Sport : Durch die Hölle gehen

Andreas Erm bereitete sich frei von Luxus auf die Spiele in Athen vor

Jörg Wenig

Berlin - Es ist fast genau vier Jahren her, als Ronald Weigel bei den Olympischen Spielen in Sydney vor seinem größten Triumph als Trainer stand. Der Berliner hatte in seiner Karriere bereits drei olympische Medaillen im Gehen gewonnen, und arbeitete damals als Nationaltrainer der Australier. In der Endphase des 20-Kilometer-Finales der Frauen führte nun überraschend eine Australierin. Jane Saville hatte das Stadion und das Gold schon vor Augen, als sie von den Kampfrichtern wegen ihres nicht korrekten Stils noch disqualifiziert wurde.

Ronald Weigel kann nicht sagen, ob er im Falle eines Olympiasieges vielleicht doch in Australien geblieben wäre. So aber kehrte der inzwischen 45-Jährige trotz eines unbefristeten Vertrages im September 2002 nach Deutschland zurück und übernahm den Posten des Geher-Nationaltrainers beim Deutschen Leichtathletik-Verband (DLV). Und so könnte das Pech der Jane Saville das Glück des Andreas Erm gewesen sein. Denn für den einzigen deutschen Weltklassegeher kam Ronald Weigel gerade zur rechten Zeit.

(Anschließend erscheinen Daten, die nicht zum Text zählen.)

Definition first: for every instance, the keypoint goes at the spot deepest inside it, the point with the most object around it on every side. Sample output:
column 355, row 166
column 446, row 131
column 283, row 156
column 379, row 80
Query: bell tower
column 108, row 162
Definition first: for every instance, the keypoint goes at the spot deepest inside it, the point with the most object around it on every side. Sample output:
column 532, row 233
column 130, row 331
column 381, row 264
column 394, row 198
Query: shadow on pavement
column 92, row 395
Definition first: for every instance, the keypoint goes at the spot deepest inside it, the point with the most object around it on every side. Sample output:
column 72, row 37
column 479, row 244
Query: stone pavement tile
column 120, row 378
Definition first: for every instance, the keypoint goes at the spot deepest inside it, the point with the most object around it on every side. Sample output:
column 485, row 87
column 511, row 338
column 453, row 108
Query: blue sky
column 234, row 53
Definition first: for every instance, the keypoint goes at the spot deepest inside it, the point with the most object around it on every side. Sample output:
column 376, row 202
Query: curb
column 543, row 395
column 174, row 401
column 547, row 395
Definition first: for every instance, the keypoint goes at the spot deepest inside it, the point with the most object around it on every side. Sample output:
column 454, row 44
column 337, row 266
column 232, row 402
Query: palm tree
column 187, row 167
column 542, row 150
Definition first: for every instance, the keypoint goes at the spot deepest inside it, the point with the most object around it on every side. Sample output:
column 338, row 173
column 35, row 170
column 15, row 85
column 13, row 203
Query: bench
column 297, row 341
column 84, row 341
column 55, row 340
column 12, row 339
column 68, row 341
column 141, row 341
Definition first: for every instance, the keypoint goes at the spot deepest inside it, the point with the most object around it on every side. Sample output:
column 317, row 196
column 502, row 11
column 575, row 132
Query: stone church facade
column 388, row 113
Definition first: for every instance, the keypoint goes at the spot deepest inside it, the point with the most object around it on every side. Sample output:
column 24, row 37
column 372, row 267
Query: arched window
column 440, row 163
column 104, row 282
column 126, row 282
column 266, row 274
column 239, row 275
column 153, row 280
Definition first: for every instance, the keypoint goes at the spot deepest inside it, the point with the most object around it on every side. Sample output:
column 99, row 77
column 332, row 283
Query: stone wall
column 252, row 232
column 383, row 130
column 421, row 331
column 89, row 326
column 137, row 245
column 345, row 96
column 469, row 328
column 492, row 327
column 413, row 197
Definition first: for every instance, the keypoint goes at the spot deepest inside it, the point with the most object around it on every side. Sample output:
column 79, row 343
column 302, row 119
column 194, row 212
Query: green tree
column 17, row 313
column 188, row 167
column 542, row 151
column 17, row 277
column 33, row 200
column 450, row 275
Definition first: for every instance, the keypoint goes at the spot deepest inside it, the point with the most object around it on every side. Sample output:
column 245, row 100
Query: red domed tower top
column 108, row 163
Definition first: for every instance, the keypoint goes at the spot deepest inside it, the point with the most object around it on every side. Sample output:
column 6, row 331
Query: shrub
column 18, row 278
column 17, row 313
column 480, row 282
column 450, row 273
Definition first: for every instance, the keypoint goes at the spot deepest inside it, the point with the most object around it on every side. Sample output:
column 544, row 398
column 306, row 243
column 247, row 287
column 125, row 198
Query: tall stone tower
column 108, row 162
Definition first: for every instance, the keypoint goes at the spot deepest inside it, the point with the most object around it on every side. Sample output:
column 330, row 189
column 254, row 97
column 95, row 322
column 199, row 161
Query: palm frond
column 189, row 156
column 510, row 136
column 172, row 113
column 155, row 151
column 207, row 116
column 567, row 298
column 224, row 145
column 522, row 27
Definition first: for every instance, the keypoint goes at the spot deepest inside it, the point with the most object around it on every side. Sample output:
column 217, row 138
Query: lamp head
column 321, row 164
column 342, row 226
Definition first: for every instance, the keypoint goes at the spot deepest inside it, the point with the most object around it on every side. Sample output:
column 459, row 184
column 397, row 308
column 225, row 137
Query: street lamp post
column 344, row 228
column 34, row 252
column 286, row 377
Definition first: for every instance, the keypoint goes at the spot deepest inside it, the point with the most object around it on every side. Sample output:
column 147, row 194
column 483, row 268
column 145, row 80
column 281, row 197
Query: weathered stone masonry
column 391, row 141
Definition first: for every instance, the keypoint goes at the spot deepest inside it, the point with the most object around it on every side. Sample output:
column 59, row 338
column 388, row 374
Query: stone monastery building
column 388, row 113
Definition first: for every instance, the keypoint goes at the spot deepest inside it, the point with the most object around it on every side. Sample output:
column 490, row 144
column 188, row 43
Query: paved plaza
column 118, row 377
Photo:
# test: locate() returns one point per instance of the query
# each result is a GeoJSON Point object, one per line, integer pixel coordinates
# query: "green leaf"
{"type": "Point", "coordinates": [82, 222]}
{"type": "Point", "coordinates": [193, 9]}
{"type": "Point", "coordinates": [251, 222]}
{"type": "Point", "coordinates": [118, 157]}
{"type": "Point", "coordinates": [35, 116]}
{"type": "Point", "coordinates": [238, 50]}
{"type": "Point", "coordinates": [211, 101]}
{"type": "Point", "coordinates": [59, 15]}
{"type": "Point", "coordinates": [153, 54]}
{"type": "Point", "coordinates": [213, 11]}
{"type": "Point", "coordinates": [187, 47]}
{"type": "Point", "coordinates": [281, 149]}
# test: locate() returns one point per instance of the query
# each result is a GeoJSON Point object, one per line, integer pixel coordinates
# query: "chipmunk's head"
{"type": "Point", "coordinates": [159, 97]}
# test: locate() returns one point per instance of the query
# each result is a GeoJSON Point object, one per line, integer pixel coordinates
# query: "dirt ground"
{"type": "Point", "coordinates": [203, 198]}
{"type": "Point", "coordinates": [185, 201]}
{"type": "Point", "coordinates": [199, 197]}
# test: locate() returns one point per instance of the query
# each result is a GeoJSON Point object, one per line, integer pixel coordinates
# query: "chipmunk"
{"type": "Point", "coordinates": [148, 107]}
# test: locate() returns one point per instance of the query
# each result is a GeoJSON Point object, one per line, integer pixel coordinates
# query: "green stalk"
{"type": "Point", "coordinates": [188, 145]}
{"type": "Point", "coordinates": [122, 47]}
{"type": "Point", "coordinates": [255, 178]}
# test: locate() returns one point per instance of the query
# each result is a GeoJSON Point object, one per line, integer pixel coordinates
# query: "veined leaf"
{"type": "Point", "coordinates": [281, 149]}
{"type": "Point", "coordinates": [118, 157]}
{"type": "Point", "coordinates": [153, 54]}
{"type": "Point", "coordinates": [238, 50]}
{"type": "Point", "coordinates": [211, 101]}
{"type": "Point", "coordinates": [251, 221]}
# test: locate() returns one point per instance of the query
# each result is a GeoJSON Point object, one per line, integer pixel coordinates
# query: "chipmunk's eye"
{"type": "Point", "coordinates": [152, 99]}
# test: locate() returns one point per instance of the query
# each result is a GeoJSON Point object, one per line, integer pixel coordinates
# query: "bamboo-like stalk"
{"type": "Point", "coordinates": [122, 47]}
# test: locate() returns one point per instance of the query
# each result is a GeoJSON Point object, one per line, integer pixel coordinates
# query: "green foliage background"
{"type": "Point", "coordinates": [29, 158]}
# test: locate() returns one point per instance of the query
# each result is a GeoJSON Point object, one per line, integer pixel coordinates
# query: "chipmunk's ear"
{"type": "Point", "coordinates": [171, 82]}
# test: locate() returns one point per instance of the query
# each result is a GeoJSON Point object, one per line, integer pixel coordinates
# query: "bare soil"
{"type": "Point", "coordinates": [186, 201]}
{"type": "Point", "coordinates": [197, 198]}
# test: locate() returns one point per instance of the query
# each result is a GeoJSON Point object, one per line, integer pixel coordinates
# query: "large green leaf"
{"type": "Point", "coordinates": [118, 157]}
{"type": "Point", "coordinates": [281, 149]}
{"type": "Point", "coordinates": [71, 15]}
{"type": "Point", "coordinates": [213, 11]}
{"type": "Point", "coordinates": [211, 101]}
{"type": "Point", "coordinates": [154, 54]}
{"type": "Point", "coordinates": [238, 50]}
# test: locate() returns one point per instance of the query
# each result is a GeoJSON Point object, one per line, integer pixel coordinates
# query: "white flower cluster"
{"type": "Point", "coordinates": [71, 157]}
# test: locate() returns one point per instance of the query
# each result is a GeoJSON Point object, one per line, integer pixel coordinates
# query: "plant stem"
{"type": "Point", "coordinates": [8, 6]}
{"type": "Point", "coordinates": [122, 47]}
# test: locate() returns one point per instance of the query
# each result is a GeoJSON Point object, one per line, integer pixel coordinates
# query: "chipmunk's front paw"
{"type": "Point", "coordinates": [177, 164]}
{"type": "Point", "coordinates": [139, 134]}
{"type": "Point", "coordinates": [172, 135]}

Es war Siegfried Erm, der seinen Sohn Andreas als Trainer in die internationale Spitze geführt hatte. Doch der Vater musste vor knapp zwei Jahren seine Tätigkeit aus gesundheitlichen Gründen einstellen. Ronald Weigel übernahm, und nur zehn Monate später feierte Andreas Erm seinen bisher größten Erfolg. Bei den Weltmeisterschaften in Paris im August 2003 gewann er über 50 Kilometer die Bronzemedaille und brach den deutschen Rekord seines Trainers. 1986 hatte Ronald Weigel die Distanz in 3:38:17 Stunden bewältigt, damals Weltrekord. Nun ging Andreas Erm in Paris 3:37:46.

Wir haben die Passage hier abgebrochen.